Evaluating the performance of broad and narrow search strategies when using machine learning-based software for title/abstract screening
Introduction: A number of machine learning tools have been developed to enhance the efficiency of title/abstract screening in review projects. While guidance articles suggest these tools make broader, high-yield searches more feasible by saving time, the actual performance of sensitive (broad) versus precise (narrow) search strategies in this context remains under explored.
Methods: Using ASReview, an open-source systematic review tool, I evaluated search strategy performance in a sample of completed reviews. For each, one database search was selected and revised to broaden (n = 9) or narrow (n = 1) its scope. Search results were labeled as relevant or irrelevant based on each review’s included articles. These labeled sets were uploaded into ASReview’s simulation module. Performance was assessed using metrics such as time to achieve true recall at 0.95.
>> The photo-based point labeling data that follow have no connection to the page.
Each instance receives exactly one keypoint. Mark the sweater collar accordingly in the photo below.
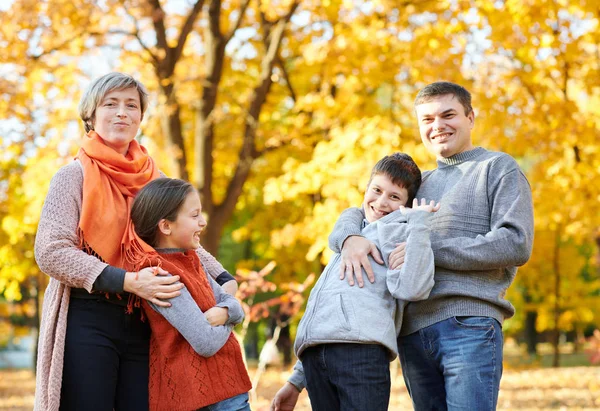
(461, 157)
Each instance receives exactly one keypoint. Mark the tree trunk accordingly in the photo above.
(556, 266)
(531, 334)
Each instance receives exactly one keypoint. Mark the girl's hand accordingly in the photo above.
(432, 207)
(153, 284)
(217, 316)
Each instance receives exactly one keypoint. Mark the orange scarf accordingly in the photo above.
(110, 181)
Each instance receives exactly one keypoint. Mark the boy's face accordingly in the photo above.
(382, 197)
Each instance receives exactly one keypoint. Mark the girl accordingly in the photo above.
(195, 361)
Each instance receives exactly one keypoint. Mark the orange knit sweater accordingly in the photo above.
(181, 379)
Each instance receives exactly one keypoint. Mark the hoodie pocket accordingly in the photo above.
(333, 319)
(344, 313)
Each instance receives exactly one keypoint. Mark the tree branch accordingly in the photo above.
(238, 22)
(158, 21)
(187, 28)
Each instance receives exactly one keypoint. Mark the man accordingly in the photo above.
(450, 345)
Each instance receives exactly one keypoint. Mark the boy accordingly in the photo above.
(347, 336)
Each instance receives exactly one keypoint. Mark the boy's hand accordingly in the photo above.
(396, 258)
(217, 316)
(354, 259)
(432, 207)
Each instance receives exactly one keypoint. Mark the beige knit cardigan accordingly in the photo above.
(58, 256)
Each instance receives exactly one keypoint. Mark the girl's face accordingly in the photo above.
(185, 231)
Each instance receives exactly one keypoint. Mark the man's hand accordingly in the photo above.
(286, 398)
(397, 256)
(217, 316)
(354, 258)
(430, 207)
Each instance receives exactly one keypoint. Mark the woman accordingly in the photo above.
(93, 339)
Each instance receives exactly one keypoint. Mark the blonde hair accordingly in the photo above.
(101, 87)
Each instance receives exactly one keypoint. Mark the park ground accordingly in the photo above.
(572, 388)
(527, 384)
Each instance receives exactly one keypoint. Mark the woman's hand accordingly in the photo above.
(286, 398)
(217, 316)
(153, 284)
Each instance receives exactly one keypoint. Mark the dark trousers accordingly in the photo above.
(347, 377)
(106, 358)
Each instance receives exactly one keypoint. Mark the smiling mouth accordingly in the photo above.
(441, 137)
(378, 212)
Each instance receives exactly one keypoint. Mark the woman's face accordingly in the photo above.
(118, 118)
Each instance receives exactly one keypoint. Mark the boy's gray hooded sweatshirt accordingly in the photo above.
(339, 313)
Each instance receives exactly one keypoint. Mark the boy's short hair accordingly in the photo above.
(401, 169)
(442, 88)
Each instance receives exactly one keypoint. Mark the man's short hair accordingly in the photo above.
(441, 88)
(401, 169)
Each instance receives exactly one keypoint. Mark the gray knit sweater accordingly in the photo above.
(482, 232)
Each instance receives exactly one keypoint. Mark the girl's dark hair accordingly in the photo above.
(160, 198)
(402, 170)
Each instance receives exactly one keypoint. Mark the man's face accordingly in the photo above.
(445, 128)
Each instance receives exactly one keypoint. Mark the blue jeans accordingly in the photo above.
(237, 403)
(455, 364)
(347, 377)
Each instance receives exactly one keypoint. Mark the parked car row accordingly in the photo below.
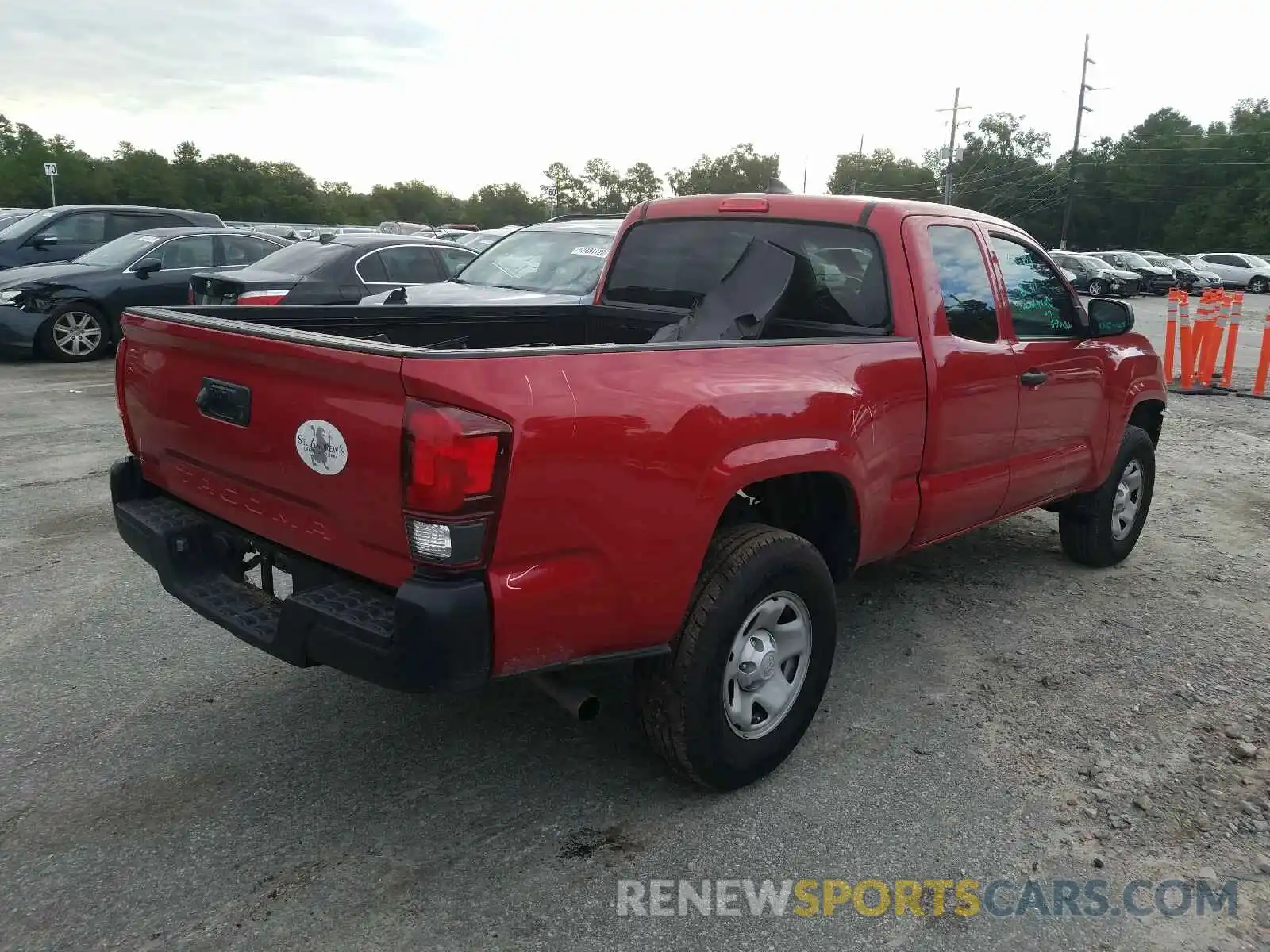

Results: To reach a true recall of ≥0.95, broader searches increased screening time by 10–875%, with a median increase of 25%. Systematic reviews had a smaller median increase (18%) compared to other review types (374%). At a rate of one record per minute, the added time to reach this level of recall ranged from 0.4 to 35.1 hours (median: 1.8 hours). In two cases, machine learning screening with broader searches took longer than the full manual screening of the narrower result set.
Discussion: These findings suggest efficiencies associated with machine learning tools do not always offset the extra screening time required by broader searches. In this case study, efficiency losses were most notable in non-systematic and non-quantitative reviews.